Dei Gratia is the name of the ship whose captain and crew discovered the half brig Mary Celeste drift in the Atlantic Ocean. It turned out that the captains of the two ships knew each other, were following similar Atlantic to Mediterranean shipping routes from New York and were planning to meet after delivering their respective cargoes in Italy in December 1872. It was for the above-mentioned reasons that those on board Dei Gratia("Thanks to God") recognized the yawing ship with tattered sails as the hermaphrodite brig Mary Celeste.

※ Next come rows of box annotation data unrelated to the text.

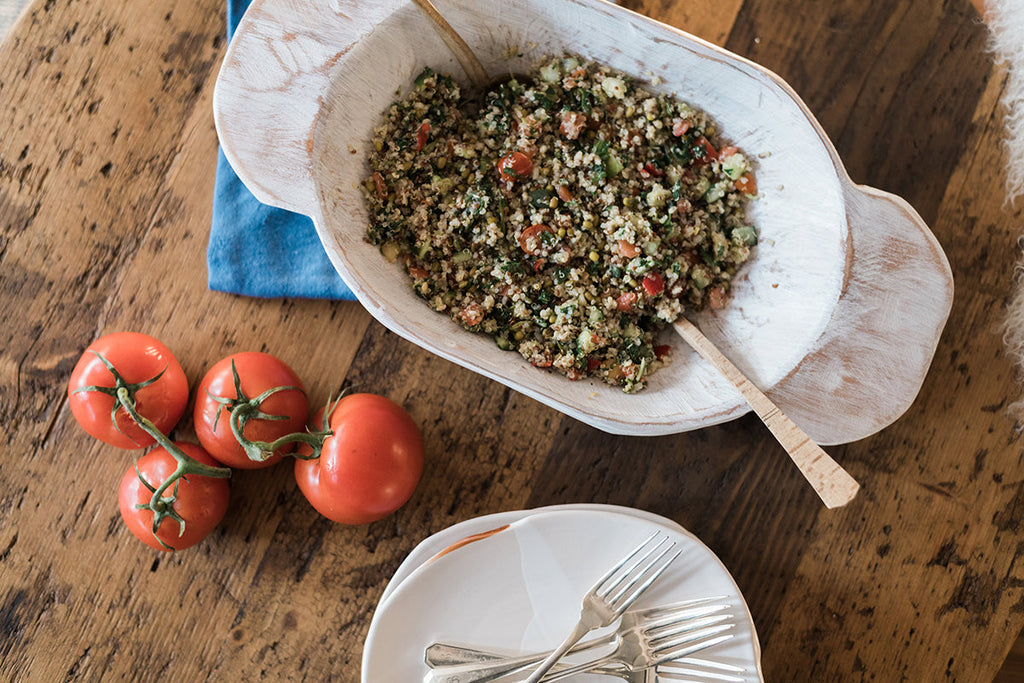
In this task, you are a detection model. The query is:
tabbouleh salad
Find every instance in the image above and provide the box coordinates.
[364,56,758,392]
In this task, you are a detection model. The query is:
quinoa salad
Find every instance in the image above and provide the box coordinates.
[364,56,758,392]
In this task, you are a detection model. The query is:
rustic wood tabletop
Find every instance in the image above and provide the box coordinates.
[0,0,1024,681]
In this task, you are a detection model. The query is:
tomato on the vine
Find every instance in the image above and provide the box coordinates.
[193,351,309,469]
[68,332,188,449]
[118,442,230,551]
[295,393,423,524]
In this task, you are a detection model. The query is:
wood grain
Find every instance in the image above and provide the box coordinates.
[0,0,1024,681]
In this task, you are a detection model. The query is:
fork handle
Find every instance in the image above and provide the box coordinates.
[524,620,593,683]
[424,634,616,683]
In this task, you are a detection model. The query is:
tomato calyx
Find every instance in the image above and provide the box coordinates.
[210,359,332,463]
[132,457,185,550]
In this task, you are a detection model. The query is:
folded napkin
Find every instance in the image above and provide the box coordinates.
[206,0,355,300]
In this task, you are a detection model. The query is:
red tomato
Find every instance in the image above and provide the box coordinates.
[459,303,483,327]
[295,393,423,524]
[193,351,309,469]
[733,173,758,195]
[643,272,665,296]
[68,332,188,449]
[558,112,587,140]
[672,119,690,137]
[118,442,230,551]
[498,152,534,181]
[519,223,555,255]
[618,240,640,258]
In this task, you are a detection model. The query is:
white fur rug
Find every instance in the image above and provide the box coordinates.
[984,0,1024,411]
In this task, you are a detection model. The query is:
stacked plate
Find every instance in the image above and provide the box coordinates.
[362,505,762,683]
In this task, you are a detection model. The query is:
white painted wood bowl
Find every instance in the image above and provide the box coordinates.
[214,0,953,444]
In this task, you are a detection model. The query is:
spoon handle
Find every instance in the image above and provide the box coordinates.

People selected by the captain of Dei Gratia, the officials of the Gibraltar Admiralty Court proceedings, and the owner of Mary Celeste were sent to investigate Mary Celeste. The above-mentioned list of investigators references the individuals who looked into the accidental or deliberate abandonment of Mary Celeste in November or December 1872. There was a subsequent check -- by court, government, and insurance-selected individuals -- of the hermaphrodite brig after the cargo ship's purported ramming off Haiti's Rochelais Reef in January 1885.
The ship Mary Celeste was going east.
Abandonment and grounding can be considered answers to any questions about the Mary Celeste incident. The abandonment happened in 1872 while the grounding occurred in 1885. Both incidents jumpstarted legal proceedings that ended in unjustified criticism of the Dei Gratia and Mary Celeste crews in the first case and in sudden termination in the second.
The Mary Celeste was first discovered on December 4, 1872. It was found adrift in the Atlantic Ocean, near the Azores, by the crew of the Canadian brigantine Dei Gratia. The ship was in a seaworthy condition, but its crew was mysteriously missing, leading to various theories and speculation about their disappearance.